Nietzsche kimdir? Nietzsche’nin İslam hakkındaki sözleri…
Nietzsche, tarihin en önemli felsefecilerinin başında gelir. Din, ahlak, modern kültür, felsefe ve bilim üzerine aforizmalarla dolu birçok esere imza atan Nietzsche'nin, İslam'dan övgüyle söz ettiğini biliyor musunuz? Hristiyanlığın tanrısının öldüğünü söyleyen Nietzsche, 19'uncu yüzyıl çağdaş kültürünün, İslam kültürünün yanında son derece "yoksul" ve "oldukça geç kalmış" olduğuna vurgu yapmıştı. Nietzsche, "Haçlılar, aslında önünde diz çökmeleri gereken asil ve yüksek bir kültüre karşı savaş açmışlardı" demişti. Peki, Nietzsche kimdir? Nietzsche'nin İslam hakkındaki sözleri…
Giriş Tarihi: 15.10.2019
10:00
Güncelleme Tarihi: 15.10.2020
09:18
‘TANRI ÖLDÜ’ DEDİ VE BİR DAHA KİLİSEYE GİTMEDİ
20 yaşına geldiği 1864'te, ilahiyat ve filoloji okumak amacıyla Bonn Üniversitesi'nde öğrenimine başladı. Hayatının ailesi tarafından planlamasından memnun olmayan Nietzsche, bir isyan duygusu edindi.
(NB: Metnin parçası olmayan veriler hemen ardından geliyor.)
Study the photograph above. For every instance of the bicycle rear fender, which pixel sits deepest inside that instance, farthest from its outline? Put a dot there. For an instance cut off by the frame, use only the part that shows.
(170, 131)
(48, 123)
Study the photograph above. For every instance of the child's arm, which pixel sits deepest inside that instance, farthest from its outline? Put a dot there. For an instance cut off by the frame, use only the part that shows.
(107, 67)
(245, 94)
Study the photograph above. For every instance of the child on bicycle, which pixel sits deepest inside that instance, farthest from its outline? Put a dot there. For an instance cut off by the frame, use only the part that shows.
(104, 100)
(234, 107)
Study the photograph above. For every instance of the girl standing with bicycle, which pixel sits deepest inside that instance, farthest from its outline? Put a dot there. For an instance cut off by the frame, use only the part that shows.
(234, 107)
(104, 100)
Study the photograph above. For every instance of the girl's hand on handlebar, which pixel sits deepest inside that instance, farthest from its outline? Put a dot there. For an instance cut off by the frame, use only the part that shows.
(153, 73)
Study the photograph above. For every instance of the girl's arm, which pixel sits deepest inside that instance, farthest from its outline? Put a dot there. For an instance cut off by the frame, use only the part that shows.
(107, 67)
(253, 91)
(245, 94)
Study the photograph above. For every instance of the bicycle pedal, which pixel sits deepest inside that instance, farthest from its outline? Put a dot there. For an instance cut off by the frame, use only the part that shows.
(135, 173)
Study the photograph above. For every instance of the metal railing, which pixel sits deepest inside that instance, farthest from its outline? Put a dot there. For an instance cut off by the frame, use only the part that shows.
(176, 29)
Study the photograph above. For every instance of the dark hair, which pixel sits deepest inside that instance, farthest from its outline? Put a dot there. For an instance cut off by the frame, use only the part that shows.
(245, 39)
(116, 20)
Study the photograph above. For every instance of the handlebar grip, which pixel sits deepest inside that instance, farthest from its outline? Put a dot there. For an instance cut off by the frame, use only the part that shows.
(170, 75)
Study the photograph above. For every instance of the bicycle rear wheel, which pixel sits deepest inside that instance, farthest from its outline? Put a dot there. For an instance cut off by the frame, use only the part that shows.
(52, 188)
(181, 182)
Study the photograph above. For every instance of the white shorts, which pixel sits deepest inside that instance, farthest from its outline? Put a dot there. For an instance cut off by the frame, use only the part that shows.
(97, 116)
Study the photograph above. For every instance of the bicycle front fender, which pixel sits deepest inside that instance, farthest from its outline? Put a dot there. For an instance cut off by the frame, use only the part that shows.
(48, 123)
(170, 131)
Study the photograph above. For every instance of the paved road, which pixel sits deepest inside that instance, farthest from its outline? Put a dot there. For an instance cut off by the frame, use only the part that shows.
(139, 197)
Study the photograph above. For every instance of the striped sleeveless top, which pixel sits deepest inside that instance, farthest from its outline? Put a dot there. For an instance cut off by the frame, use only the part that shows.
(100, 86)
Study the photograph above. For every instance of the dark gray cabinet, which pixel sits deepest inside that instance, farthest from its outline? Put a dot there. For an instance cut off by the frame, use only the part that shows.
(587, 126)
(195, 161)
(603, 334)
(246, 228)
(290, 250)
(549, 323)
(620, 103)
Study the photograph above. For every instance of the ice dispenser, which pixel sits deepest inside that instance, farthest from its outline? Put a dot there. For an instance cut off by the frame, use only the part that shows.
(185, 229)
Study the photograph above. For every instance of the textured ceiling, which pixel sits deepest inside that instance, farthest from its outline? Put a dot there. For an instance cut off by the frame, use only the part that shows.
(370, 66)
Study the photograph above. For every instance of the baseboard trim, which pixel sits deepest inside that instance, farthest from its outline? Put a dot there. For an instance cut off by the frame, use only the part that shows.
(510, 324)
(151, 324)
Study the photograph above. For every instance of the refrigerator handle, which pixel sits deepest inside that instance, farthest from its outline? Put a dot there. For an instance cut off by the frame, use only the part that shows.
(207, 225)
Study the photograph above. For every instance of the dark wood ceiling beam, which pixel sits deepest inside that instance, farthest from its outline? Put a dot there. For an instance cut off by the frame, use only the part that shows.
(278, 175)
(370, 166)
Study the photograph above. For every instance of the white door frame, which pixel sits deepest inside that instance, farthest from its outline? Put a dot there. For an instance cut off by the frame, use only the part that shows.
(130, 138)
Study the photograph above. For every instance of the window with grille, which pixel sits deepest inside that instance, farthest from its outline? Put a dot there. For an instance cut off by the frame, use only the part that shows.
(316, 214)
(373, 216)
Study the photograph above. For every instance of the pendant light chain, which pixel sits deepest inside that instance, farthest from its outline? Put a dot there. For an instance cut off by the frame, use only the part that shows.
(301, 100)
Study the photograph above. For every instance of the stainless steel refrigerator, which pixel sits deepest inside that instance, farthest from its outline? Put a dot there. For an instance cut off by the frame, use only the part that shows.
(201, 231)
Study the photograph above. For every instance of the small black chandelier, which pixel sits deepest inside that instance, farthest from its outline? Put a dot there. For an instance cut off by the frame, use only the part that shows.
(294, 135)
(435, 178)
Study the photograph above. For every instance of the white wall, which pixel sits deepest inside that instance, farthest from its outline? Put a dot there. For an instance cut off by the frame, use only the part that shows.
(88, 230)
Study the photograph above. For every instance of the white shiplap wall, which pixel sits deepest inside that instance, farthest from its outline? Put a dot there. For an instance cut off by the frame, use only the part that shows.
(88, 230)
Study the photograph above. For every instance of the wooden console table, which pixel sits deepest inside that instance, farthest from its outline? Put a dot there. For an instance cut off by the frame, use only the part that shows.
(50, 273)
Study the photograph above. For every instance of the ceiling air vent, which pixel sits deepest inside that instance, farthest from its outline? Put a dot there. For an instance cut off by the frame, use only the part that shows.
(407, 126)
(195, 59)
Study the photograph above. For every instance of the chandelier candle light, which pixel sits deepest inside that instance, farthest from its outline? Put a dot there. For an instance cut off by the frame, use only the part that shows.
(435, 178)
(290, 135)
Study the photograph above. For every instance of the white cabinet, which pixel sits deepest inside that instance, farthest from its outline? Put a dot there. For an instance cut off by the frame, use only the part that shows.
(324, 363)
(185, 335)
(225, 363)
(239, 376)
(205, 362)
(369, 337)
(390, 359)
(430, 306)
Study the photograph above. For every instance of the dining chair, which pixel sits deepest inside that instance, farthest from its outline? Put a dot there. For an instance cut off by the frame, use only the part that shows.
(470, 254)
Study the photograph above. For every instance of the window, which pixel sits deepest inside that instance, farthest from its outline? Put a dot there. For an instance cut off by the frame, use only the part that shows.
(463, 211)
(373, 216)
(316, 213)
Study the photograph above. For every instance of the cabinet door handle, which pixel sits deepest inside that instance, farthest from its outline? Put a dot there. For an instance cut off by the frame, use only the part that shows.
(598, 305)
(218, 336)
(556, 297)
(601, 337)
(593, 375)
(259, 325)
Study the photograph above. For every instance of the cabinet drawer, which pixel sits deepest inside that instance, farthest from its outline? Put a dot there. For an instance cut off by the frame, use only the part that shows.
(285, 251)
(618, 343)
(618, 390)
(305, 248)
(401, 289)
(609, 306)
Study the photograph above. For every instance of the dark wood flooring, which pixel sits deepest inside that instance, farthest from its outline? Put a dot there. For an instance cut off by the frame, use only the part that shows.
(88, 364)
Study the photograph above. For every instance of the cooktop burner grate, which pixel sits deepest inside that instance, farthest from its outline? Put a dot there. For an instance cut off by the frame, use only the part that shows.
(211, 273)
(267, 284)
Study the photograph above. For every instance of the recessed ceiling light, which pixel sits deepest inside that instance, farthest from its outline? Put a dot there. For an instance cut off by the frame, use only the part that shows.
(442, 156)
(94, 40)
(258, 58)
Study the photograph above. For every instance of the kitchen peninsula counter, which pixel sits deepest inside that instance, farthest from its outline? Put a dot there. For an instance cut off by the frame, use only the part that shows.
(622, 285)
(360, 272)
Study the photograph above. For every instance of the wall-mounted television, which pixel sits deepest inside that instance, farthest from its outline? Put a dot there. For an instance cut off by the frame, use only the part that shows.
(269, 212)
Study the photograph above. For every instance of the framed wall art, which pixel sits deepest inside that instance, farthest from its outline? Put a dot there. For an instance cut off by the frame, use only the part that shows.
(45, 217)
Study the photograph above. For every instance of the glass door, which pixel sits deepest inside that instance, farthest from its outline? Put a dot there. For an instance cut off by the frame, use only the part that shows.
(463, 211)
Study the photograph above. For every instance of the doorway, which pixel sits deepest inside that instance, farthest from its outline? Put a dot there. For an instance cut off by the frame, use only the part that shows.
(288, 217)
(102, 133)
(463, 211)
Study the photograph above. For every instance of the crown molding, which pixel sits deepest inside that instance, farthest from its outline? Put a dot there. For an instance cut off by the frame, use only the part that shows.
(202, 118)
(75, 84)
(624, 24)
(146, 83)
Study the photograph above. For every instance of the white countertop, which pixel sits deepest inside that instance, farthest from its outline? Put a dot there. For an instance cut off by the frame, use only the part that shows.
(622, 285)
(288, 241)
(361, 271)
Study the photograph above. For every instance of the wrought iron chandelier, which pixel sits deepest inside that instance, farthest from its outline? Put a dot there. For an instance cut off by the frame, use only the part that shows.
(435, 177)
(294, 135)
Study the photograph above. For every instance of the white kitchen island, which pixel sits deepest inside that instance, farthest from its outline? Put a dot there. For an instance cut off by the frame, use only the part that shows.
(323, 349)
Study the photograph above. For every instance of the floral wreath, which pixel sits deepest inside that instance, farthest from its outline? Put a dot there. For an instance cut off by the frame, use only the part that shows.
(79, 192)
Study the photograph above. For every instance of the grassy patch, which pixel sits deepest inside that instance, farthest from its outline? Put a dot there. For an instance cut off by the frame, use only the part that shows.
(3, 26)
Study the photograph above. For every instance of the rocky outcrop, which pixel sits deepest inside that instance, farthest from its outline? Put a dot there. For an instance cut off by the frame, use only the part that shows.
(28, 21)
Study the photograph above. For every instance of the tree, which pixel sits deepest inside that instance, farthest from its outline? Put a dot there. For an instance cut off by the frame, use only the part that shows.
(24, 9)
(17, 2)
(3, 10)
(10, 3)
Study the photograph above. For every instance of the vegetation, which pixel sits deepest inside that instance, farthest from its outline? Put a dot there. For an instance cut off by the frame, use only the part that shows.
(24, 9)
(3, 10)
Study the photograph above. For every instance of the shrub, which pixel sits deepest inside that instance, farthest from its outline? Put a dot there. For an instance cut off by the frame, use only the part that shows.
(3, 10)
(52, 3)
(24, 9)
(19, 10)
Alışkanlıkları değişti, çekingenliği bırakıp girişkenliğe yeltendi. Bu dönemde "tanrı öldü " düşüncesini edindi. Tatil için eve döndüğünde bir daha kiliseye gitmemeye karar verdi.
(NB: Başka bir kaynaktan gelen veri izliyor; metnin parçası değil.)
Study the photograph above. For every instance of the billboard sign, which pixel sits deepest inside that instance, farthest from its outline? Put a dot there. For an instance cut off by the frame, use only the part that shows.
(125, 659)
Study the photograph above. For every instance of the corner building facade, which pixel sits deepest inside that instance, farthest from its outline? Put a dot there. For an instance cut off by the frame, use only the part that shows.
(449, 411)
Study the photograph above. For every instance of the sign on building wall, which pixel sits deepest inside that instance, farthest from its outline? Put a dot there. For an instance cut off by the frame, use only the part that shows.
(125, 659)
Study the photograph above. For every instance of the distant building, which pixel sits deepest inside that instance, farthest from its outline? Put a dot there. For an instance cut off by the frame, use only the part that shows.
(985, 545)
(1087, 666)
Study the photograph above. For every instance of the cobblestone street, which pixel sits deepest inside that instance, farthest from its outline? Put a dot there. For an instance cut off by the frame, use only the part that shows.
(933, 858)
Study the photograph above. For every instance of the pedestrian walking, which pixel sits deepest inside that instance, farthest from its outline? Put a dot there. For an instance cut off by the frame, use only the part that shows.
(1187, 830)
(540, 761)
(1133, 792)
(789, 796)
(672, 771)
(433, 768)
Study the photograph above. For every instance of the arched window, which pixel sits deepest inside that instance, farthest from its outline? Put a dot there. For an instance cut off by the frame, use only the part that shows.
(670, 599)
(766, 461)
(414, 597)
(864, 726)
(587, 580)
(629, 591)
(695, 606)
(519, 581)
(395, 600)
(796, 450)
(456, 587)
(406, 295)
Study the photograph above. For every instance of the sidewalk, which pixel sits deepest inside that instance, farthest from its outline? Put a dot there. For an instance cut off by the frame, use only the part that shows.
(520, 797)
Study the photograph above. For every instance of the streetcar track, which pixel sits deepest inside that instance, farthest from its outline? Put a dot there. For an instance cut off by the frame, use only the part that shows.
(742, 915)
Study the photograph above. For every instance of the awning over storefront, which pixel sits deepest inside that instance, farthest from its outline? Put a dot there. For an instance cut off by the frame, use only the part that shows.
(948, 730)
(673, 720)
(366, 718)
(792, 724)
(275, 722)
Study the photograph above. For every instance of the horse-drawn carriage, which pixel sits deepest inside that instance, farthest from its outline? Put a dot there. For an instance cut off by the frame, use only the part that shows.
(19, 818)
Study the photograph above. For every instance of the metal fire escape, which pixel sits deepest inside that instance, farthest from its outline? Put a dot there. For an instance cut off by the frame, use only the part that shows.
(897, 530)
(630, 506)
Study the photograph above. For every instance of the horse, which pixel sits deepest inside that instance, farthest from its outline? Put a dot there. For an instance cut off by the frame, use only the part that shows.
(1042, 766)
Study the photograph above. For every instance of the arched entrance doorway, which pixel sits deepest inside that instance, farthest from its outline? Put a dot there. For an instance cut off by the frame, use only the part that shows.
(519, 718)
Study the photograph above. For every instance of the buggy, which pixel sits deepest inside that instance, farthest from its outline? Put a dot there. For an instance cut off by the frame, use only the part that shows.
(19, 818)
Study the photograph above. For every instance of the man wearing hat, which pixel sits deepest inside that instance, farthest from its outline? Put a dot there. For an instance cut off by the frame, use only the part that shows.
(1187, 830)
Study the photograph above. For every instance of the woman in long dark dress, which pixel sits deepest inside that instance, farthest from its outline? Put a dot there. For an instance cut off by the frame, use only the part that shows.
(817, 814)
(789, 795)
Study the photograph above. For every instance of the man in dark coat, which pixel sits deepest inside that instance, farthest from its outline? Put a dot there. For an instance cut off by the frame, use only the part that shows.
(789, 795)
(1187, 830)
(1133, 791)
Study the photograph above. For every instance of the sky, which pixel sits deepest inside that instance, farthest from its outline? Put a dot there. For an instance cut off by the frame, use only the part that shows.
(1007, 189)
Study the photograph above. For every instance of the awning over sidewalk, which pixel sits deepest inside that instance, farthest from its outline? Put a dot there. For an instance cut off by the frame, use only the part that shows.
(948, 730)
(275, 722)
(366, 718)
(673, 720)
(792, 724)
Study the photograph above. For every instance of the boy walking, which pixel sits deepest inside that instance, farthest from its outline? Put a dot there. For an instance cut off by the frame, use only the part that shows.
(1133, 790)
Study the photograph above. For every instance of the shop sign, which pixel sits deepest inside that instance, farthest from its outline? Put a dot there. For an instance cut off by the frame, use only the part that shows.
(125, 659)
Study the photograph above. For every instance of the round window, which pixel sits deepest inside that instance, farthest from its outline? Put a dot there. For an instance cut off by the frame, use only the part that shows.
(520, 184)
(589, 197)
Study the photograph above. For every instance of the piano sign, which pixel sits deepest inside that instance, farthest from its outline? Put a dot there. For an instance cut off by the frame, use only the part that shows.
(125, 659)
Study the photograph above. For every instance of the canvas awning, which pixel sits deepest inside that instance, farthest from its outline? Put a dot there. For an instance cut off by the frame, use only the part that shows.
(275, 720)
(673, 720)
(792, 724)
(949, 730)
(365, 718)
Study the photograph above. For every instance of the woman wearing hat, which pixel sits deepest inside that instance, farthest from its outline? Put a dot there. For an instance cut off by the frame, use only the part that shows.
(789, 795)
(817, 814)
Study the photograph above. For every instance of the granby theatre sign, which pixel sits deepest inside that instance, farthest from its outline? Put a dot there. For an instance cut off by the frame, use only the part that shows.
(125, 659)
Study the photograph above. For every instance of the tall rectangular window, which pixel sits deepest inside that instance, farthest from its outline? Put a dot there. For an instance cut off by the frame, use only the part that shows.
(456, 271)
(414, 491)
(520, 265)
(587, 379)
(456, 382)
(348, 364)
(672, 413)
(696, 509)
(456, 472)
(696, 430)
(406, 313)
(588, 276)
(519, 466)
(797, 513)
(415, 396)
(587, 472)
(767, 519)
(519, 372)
O günlerde yaşadığı duygu durumunu bir mektubunda kız kardeşine şu sözlerle açıkladı: "Gönül huzuruna ve mutluluğa kavuşmak istiyorsan inan; yok, hakikatin talebesi olacağım diyorsan sorgula ."
EN ÇOK SCHOPENHAUER'DAN ETKİLENDİ
Sonraki yıl üniversitesini değiştirerek Leipzig'e yerleşti ve klasik filolojiye odaklandı. Nietzsche, Leipzig'de Arthur Schopenhauer'ın "İstem ve Tasarım olarak Dünya " adlı eserini okudu. Schopenhauer'ın ateizmi, Nietzsche'nin neredeyse tüm yazılarını etkiledi.
"Her satırda kınamanın, feragatın çığlığını duydum; kitapta dünyanın, hayatın ve kendi ruhumun ürkütücü bir sadakatle yansıtıldığı bir ayna gördüm."
EKSİK OLAN ROL MODELİNİ WAGNER’DA BULDU
1867'de bir yıllığına Prusya ordusuna katılan Nietzsche, geçirdiği kaza sonucu hastaneye kaldırıldı ve terhis edildi. Leipzig'de üniversiteye devam eden Nietzsche, besteci Richard Wagner ile tanıştı.
Babasıyla aynı yaşta olan ve fiziksel olarak ona çok benzeyen Wagner, Nietzsche'nin eksik olan rol modeline uygundu. Wagner'ın Schopenhauer'a olan sevgisini de öğrenince, hayranlığı daha da arttı ve Wagner da Nietzsche'nin bu tavrını kendine yakın buldu.
24 YAŞINDA PROFESÖR UNVANINA SAHİP OLDU
Doktorası olmadığı halde İsviçre'nin Basel Üniversitesi Klasik Filoloji kürsüsünde profesör olarak davet aldığında, henüz 24 yaşındaydı. Filolojiye olumsuz bakmasına rağmen, bu teklifi kabul etti ve Nisan 1869'da göreve başlayan Nietzsche, felsefe derslerine de girdi.
Nietzsche, Basel'de kültür tarihçisi Jacob Burchardt ile tanıştı. Burchardt onunla aynı tinsel duruma sahip olan ve belki de hayatı boyunca saygı duyduğu tek kişiydi.
GÖNÜLLÜ OLARAK CEPHEYE GİTTİ
Nietzsche, Temmuz 1870'te Almanya ve Fransa arasında çıkan savaşa, vatanperverlik duygusuyla gönüllü hasta bakıcısı olmak için başvurdu.
Cephede güçlü düşmanlarla karşılaşan Nietzsche, ilk kez en güçlü ve yüksek yaşama isteminin hayatta kalmak için mücadele etmekte değil, aksine savaş ve egemenlik isteminde yattığı duygusunu edindi. Böylece "Güç İstemi Kuramı" nı oluşturan Nietzsche, ilerleyen zamanlarda bu görüşten uzaklaşsa da, askerliğin etkisini inkâr etmedi.